Here’s another sensitive literary representation of the issue of “honour”: The emotionally insulated Lajo in Rajendra Singh Bedi’s Urdu story Lajwanti is a victim of abduction, but she is found by her husband who is himself one of the leaders of the group mobilised to locate women victims of the Partition and rehabilitate them in their homes.. The story focuses on Lajo’s consciousness as she suffers quietly to see how she has been transformed and venerated as a devi, a goddess, by her husband after she is recovered. She is no longer Lajo to him. She becomes Lajwanti, ironically, the one who will withdraw like the “touch-me-not”, with any touch.
Kamleshwar defines such catastrophic moments in his story How Many Pakistans?: “Alas, Pakistan is the name of that reality which separates the two of us…It is that blank void between our families.” The notion of honour and purity of woman is so deeply internalised that even the spokesman for the rehabilitation of women, Babu Sunder Lal in Bedi’s story, cannot come to accept “the defiled Lajo” back into their normal relationship. Hundreds of abducted women were discarded, murdered and abandoned by their families, or they simply committed suicide.
Children of assault
In Jamila Hashmi’s oft quoted story Urdu Banished, the protagonist of the story is doomed by memory and the inability to forget. The desirable past is unrecoverable. The inner monologue is a recalling of that past which counterpoises itself with the present. It is in the present that she has children from her “abductor” who has married her. She reacts inwardly to his mother who addresses her as “bahu”, and creates a semblance of order.
But this Sita, unlike the mythical one, has had to accept “Ravana’s home”. Suspended between her past and the present, she is in fact banished from her own selfhood. This is yet another kind of death seeking regeneration, a transplantation! The story ends thus: “Life too flows on, carrying with it, as it always does, the smell of death”.

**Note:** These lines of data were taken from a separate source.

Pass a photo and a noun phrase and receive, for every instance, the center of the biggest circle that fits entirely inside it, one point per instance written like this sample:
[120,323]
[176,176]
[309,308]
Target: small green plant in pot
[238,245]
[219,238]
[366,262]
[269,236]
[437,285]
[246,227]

There is yet another kind of experience of Partition, that of a woman’s relationship with her pregnancy after a rape. A Leaf in the Storm, a story written originally in Malayalam by Lalithambika Antharjanam, captures the fate of such an unfortunate victim of multiple rapes. The story is predominantly an internal monologue, revealing different intensely emotional and reflective responses of Jyoti’s reactions to the baby in her womb conceived during the rape by one of the many aggressors. From anger and deep bitterness, by the end of the story, her mind moves elsewhere and she lays claim over the child.
Not only has the new life been given refuge by the mother, but the woman herself has also acquired fresh life and sustenance from her pregnancy, which she earlier abhorred. The writer has identified the process of exorcising the rapists from the woman’s mind, the moment she awakens to the biological reality of the baby within her. Manto’s story Khol Do is a horrific revelation of a woman who has become insensate after undergoing the experience of multiple rapes.
Banto in Yashpal’s Jhootha Sach, rejected by her family and husband, commits suicide while Tara takes up the new challenge of survival and does not seek male sanction for the re-formulation of her life and action.
The deconstructed and demolished selfhood of the woman during Partition have to be remembered and re-membered through an honest confrontation and comprehension of why and how women had to face such gruesome truths of male bestiality and social orientations. The story has to be told again and again for better understanding, for history to not repeat itself.